Sang wanita menjawab, ”Ini tangan wanita”.
Maka Nabi Shallallahu’alaihi Wasallam bersabda :
“Jika kamu seorang wanita, seharusnya engkau warnai jari-jarimu dengan henna”.
(HR. Abu Daud 4166, dihasankan Al Albani dalam Shahih Abi Daud).

Oleh karena itu, sebagian ulama bahkan mengatakan memakai henna hukumnya mustahab (sunnah)...

Syaikh Abdul Aziz bin Baz mengatakan :

“Tidak diragukan lagi bahwa mewarnai tangan wanita dengan henna itu hukumnya mustahab (sunnah)...
Terdapat anjurannya dalam beberapa hadits yang tidak lepas dari kelemahan...
Namun perkara yang utama bagi wanita untuk mewarnai tangannya dengan henna...
Adapun yang mengatakan wajib atau mengharamkannya maka saya tidak tahu apa landasannya...
Tapi yang utama adalah mewarnai tangan wanita dengan henna sehingga mereka tidak serupa dengan lelaki...
Ini yang lebih baik dan lebih utama...
Karena terdapat dalam beberapa hadits (yang shahih) bahwa memakai henna adalah kebiasaan sudah umum diketahui oleh para wanita...
Dan sudah umum diketahui di zaman Nabi Shallallahu’alaihi Wasallam, dan zaman setelahnya...
Maka memakai henna bagi wanita itu lebih baik dan lebih utama...”
(Fatawa Nurun ‘ala Darbi, 
https://www.binbaz.org.sa/noor/7)

Memakai henna juga dianjurkan dalam syariat karena termasuk berhias bagi suami...
Yang ini dituntut dalam syariat, sehingga dapat melanggengkan rumah tangga...
Menyalurkan syahwat kepada jalan yang halal dan mengcegah dari penyaluran syahwat kepada yang tidak halal...
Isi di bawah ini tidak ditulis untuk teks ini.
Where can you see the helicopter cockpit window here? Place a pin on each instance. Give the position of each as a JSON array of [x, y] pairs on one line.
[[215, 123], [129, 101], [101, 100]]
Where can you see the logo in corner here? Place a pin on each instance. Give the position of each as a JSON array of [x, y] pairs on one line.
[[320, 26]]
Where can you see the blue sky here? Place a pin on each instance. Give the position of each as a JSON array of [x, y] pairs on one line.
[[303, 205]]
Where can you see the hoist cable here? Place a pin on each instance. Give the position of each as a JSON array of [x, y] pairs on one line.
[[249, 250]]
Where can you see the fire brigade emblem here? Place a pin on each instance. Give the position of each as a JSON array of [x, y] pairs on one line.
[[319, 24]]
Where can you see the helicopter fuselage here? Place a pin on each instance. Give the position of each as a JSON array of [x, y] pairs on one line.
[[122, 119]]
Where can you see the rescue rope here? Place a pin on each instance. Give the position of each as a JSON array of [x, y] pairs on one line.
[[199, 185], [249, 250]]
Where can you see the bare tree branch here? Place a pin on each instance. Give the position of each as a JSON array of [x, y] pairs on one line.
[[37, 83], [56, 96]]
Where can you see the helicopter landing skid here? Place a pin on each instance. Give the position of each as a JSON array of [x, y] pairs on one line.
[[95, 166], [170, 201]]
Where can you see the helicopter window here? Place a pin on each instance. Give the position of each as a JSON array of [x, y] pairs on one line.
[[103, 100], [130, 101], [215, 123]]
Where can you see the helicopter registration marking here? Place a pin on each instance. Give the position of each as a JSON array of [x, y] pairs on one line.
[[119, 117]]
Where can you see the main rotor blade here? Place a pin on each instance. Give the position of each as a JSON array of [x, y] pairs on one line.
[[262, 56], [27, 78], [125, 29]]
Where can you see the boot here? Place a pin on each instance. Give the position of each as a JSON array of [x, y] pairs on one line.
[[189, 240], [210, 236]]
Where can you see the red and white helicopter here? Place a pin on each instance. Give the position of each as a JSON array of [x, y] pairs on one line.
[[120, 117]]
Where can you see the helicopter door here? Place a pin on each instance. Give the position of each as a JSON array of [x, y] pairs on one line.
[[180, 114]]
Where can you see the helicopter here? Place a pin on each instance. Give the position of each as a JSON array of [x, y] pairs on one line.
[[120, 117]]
Syaikh Shalih bin Fauzan Al Fauzan mengatakan :

“Tidak mengapa menggunakan henna bagi wanita di kaki-kaki mereka dan di tangan-tangan mereka dengan bentuk dan corak apapun...
Karena memang wanita itu dituntut untuk berhias di hadapan suami mereka..”
(Sumber : 
http://ar.islamway.net/fatwa/9981)

Syaikh Muhammad bin Shalih Al Utsaimin mengatakan :

“Mewarnai tangan dengan henna adalah perkara yang sudah ma’ruf di kalangan wanita...
Ini adalah kebiasaan mereka dalam berhias...
Selama hal ini bisa mempercantik wanita maka ini adalah perkara yang dituntut dalam syariat untuk berhias diri di hadapan suami mereka...
Baik itu mewarnai semua jari mereka atau pun tidak semuanya...
Adapun memakai manaakir (nail polish; cutex; kutek) hukumnya haram bagi wanita yang sedang tidak haid, karena itu menghalangi air wudhu sampai ke kulit...
Kecuali jika dihilangkan dulu sebelum berwudhu..”
(Sumber : 
http://ar.islamway.net/fatwa/3838)

❎❎ TIDAK BOLEH DITAMPAKKAN KEPADA LELAKI YANG BUKAN MAHRAM ❎❎

Sebagaimana dijelaskan para ulama di atas, henna adalah termasuk perhiasan wanita...
Oleh karena itu tidak boleh ditampakkan kepada lelaki yang bukan mahram, berdasarkan firman Allah Ta’ala :

وَقُلْ لِلْمُؤْمِنَاتِ يَغْضُضْنَ مِنْ أَبْصَارِهِنَّ وَيَحْفَظْنَ فُرُوجَهُنَّ وَلَا يُبْدِينَ زِينَتَهُنَّ إِلَّا مَا ظَهَرَ مِنْهَا

“Dan katakanlah kepada wanita-wanita mukminah, hendaknya mereka menundukkan pandangan mereka dan menjaga kemaluan mereka, dan hendaknya mereka tidak menampakkan perhiasan mereka kecuali yang biasa terlihat” (QS. An-Nur : 31)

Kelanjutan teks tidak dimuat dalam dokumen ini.